Su gentileza y fortaleza

Yo miraba gente pasar por el bulevar adoquinado de la Avenida Central de San José mientras la esperaba en la entrada de la librería Universal. Era el final de la tarde y la avenida empezaba a agitarse con trabajadores que salían de sus empleos en bancos, oficinas y tiendas. Intentaba reconocer su rostro, después de tantos años, en medio del ajetreo.

De repente recordé que en una época, quizá en el cuarto grado de la escuela, cuando yo era aún muy chiquillo para decir que alguna chiquita me gustaba, nuestro compañero Harold me molestaba con ella, cantándome «Carmen, se me perdió la cadenita…» a ritmo de cumbia. No me acuerdo qué hacía yo para responderle al compa, pues en realidad ella sí me gustaba pero yo no lo admitía. En todo caso, recordar las vaciladas de Harold me dio risa.
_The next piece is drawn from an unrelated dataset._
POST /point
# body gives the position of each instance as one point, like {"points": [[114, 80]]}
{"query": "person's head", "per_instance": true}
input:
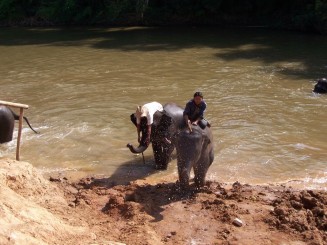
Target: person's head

La «Niña» Ligia, nuestra maestra, nos sentaba a la par todos los años, o casi todos, porque recuerdo haberme pasado media escuela hablándole a Carmen en clase. En cada reporte trimestral la Niña escribía en mi nota de conducta: «Habla mucho en clase». Pobre chiquilla, seguro yo la distraía demasiado. Pero ella era paciente, buena gente, risueña, suavecita y creo que yo le caía bien. Además, la Niña siempre nos ponía juntos en los bailes típicos para los actos cívicos, como el día de la Anexión de Guanacaste. O sea, como seis años seguidos habíamos bailado juntos el Punto Guanacasteco y otras piezas del folclor costarricense.

Cuando Carmen llegó a la entrada de la Universal, donde la esperaba, la reconocí de inmediato, no sólo por la foto de Whatsapp sino porque tenía los mismos ojos negros, sonrisa amplia y camanances de la escuela. Y seguía igual de buena gente.
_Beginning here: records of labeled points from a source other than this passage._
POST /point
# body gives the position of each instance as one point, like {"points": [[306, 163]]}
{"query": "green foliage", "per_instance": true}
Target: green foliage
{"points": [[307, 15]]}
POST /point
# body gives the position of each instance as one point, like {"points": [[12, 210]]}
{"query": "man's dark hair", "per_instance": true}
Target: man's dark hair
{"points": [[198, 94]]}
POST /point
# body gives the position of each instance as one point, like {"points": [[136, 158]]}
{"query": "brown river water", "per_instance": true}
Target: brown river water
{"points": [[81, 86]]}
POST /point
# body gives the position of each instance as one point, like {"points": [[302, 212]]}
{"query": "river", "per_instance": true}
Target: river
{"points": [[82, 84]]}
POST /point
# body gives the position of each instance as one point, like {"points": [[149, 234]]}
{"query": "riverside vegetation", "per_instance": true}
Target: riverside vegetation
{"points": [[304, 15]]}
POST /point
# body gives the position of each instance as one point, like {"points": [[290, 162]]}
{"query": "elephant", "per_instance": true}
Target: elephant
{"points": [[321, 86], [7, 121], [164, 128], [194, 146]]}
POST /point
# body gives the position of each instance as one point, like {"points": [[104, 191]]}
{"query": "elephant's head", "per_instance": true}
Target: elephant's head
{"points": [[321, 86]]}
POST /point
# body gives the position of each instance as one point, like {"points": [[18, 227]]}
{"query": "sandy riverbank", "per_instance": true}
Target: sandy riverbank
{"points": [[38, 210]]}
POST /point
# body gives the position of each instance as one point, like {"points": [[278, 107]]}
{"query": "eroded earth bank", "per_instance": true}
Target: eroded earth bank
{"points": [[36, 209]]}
Caminamos hasta la cafetería Spoon, en la intersección de la Calle Central con la Avenida Central. Subimos a la segunda planta y nos sentamos frente a frente en el balcón. Abajo caminaba la gente que salía de sus trabajos y buscaba las paradas de los buses para irse a sus casas en los distritos suburbanos.
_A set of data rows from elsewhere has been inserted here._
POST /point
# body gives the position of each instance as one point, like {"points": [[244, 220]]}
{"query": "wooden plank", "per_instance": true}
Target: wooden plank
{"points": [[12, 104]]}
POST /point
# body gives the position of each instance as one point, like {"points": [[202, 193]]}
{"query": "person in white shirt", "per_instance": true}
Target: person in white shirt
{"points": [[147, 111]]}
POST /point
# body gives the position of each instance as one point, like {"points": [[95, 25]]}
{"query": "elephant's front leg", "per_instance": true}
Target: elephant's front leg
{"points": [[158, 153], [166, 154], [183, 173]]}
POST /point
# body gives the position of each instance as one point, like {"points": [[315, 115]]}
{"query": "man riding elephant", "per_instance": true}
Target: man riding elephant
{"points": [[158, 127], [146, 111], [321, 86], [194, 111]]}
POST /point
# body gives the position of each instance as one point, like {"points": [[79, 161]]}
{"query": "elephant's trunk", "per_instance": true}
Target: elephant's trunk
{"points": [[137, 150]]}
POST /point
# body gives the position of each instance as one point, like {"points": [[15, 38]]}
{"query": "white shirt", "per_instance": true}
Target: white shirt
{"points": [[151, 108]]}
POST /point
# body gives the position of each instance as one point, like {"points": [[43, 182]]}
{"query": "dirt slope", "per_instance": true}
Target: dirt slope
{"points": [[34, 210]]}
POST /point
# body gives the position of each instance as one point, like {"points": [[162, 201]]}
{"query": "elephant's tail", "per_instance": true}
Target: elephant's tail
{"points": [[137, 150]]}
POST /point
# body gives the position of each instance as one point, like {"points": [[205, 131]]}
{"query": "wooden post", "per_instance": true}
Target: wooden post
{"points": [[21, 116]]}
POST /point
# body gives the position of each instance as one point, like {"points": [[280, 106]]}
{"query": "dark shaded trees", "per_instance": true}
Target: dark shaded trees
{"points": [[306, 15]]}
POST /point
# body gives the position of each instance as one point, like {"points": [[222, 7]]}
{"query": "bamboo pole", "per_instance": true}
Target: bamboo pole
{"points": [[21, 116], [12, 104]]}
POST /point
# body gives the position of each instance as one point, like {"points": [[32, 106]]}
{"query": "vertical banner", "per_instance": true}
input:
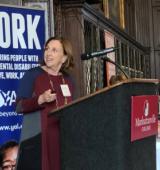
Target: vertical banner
{"points": [[144, 116], [22, 36]]}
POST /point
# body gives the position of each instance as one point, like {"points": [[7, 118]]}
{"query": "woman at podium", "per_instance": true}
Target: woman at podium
{"points": [[44, 89]]}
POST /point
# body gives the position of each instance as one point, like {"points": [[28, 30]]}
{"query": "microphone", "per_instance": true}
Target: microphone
{"points": [[87, 56]]}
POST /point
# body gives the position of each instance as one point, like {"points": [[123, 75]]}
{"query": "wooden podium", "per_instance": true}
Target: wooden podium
{"points": [[95, 131]]}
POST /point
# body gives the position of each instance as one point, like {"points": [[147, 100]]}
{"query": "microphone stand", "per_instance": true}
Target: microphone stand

Mientras el hormiguero humano se movía con asombrosa agilidad a pesar del caos, ella pidió un cappuccino con amaretto y yo un café negro acompañado de un pastel de palmito. Tertuliamos un par de horas. Resumimos un montón de años en algunos detalles, suficientes para reconocernos. Yo, al menos, atisbé la vida de una mujer perseverante, valiente, cuidadosa con su familia y consigo misma.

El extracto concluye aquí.